Chocolate is also one of the planet’s most resource-intensive foods: producing a single bar requires 1,700 litres of water and emits more greenhouse gases than any other food except beef. As deforestation, child labour, and supply volatility persist, the search for sustainable, ethical alternatives has reached a tipping point.


This has fuelled a surge of innovation across the alt-cocoa sector. Germany’s Planet A Foods has partnered with Barry Callebaut to commercialise ChoViva, a fermented chocolate made from local grains and seeds. Italy's Foreverland and the UK’s Win-Win are also developing fermentation-based cocoa replacements, while biotech ventures like California Cultured and Celleste Bio are pioneering cell-based cocoa. Even legacy brands such as Lindt, Mondelēz International, and Puratos have begun investing in or testing cocoa-free formulations.


From Waste to Worth


What makes Green Spot’s model distinct is its circular design. By valorising food industry waste, responsible for up to 10% of global greenhouse gas emissions, the company creates a dual climate benefit: preventing waste-related emissions while replacing resource-heavy commodities like cocoa and palm oil. At pilot scale, its process has already prevented over 235 tonnes of food waste emissions, and its expansion aims to multiply that impact severalfold.

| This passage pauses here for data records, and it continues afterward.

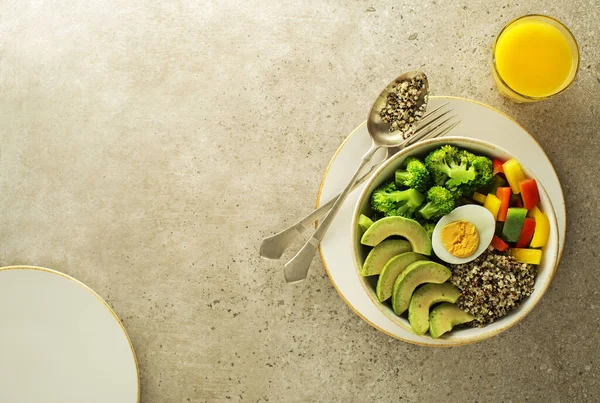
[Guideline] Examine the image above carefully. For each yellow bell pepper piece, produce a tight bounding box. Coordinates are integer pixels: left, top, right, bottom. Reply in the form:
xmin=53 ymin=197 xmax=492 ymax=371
xmin=508 ymin=248 xmax=542 ymax=264
xmin=502 ymin=158 xmax=525 ymax=195
xmin=483 ymin=193 xmax=502 ymax=221
xmin=527 ymin=206 xmax=550 ymax=248
xmin=473 ymin=192 xmax=485 ymax=204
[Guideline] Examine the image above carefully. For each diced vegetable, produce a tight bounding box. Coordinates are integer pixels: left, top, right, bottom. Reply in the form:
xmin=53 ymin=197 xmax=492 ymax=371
xmin=527 ymin=207 xmax=550 ymax=248
xmin=492 ymin=235 xmax=508 ymax=252
xmin=487 ymin=175 xmax=508 ymax=194
xmin=508 ymin=248 xmax=542 ymax=264
xmin=483 ymin=193 xmax=501 ymax=221
xmin=494 ymin=221 xmax=504 ymax=236
xmin=496 ymin=188 xmax=510 ymax=221
xmin=492 ymin=159 xmax=504 ymax=175
xmin=473 ymin=192 xmax=485 ymax=204
xmin=502 ymin=207 xmax=527 ymax=242
xmin=516 ymin=218 xmax=535 ymax=248
xmin=502 ymin=158 xmax=525 ymax=194
xmin=358 ymin=214 xmax=373 ymax=232
xmin=520 ymin=179 xmax=540 ymax=210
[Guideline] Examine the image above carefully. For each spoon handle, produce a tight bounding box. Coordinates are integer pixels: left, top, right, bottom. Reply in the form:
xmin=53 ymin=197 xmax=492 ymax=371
xmin=259 ymin=152 xmax=390 ymax=259
xmin=283 ymin=143 xmax=381 ymax=283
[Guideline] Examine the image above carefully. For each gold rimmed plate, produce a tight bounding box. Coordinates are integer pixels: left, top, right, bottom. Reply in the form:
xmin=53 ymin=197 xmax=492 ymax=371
xmin=0 ymin=266 xmax=140 ymax=403
xmin=317 ymin=97 xmax=566 ymax=346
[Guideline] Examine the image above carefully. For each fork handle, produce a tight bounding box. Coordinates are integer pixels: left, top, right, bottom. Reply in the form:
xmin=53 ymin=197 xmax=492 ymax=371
xmin=283 ymin=143 xmax=381 ymax=283
xmin=259 ymin=158 xmax=385 ymax=259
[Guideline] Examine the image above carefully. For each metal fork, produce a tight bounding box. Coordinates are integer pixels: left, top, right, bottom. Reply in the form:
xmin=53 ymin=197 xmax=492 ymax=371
xmin=259 ymin=102 xmax=460 ymax=259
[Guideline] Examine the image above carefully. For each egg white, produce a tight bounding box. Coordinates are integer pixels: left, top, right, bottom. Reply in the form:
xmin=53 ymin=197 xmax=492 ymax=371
xmin=431 ymin=204 xmax=496 ymax=264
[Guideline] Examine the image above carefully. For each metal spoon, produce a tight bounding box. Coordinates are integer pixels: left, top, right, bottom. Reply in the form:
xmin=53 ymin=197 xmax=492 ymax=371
xmin=284 ymin=71 xmax=429 ymax=283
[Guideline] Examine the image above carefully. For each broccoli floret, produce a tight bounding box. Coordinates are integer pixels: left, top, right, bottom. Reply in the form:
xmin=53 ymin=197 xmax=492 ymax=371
xmin=419 ymin=186 xmax=456 ymax=220
xmin=425 ymin=145 xmax=475 ymax=188
xmin=471 ymin=156 xmax=494 ymax=189
xmin=396 ymin=157 xmax=431 ymax=193
xmin=371 ymin=182 xmax=425 ymax=217
xmin=421 ymin=222 xmax=435 ymax=239
xmin=425 ymin=145 xmax=493 ymax=199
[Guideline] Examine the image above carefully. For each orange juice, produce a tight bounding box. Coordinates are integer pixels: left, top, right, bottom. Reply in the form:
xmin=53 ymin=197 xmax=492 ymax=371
xmin=494 ymin=15 xmax=579 ymax=101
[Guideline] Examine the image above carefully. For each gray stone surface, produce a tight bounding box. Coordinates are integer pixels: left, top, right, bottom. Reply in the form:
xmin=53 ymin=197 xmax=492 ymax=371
xmin=0 ymin=0 xmax=600 ymax=402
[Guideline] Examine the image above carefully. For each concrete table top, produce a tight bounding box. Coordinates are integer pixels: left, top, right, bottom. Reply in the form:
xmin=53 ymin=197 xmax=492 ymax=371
xmin=0 ymin=0 xmax=600 ymax=402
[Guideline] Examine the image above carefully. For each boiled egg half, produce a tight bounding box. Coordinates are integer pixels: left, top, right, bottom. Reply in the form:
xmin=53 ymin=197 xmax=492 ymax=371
xmin=431 ymin=204 xmax=496 ymax=264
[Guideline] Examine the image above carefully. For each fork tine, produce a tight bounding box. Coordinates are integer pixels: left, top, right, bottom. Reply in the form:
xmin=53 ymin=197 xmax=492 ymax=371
xmin=414 ymin=109 xmax=452 ymax=135
xmin=406 ymin=115 xmax=460 ymax=146
xmin=426 ymin=119 xmax=462 ymax=139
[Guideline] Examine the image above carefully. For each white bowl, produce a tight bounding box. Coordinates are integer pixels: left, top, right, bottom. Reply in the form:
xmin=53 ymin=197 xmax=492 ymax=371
xmin=352 ymin=137 xmax=558 ymax=346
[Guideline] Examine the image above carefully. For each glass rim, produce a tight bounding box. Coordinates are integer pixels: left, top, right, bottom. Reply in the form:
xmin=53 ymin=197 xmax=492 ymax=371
xmin=492 ymin=14 xmax=581 ymax=101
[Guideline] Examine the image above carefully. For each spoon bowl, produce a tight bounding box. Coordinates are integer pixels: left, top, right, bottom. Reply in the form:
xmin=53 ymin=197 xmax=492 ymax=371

Beyond the environmental gains, Milatea offers supply chain resilience for manufacturers seeking alternatives to increasingly volatile cocoa markets. Its stable, locally sourced inputs make it a compelling option for brands under pressure to reduce costs, emissions, and dependency on fragile tropical crops.


As the global chocolate industry undergoes its biggest transformation in a century, Green Spot Technologies is proving that indulgence doesn’t have to come at the planet’s expense. With institutional backing from Europe’s top food innovation networks, its fermentation-powered, waste-upcycling model could mark the start of a new era, one where sustainability and pleasure truly coexist.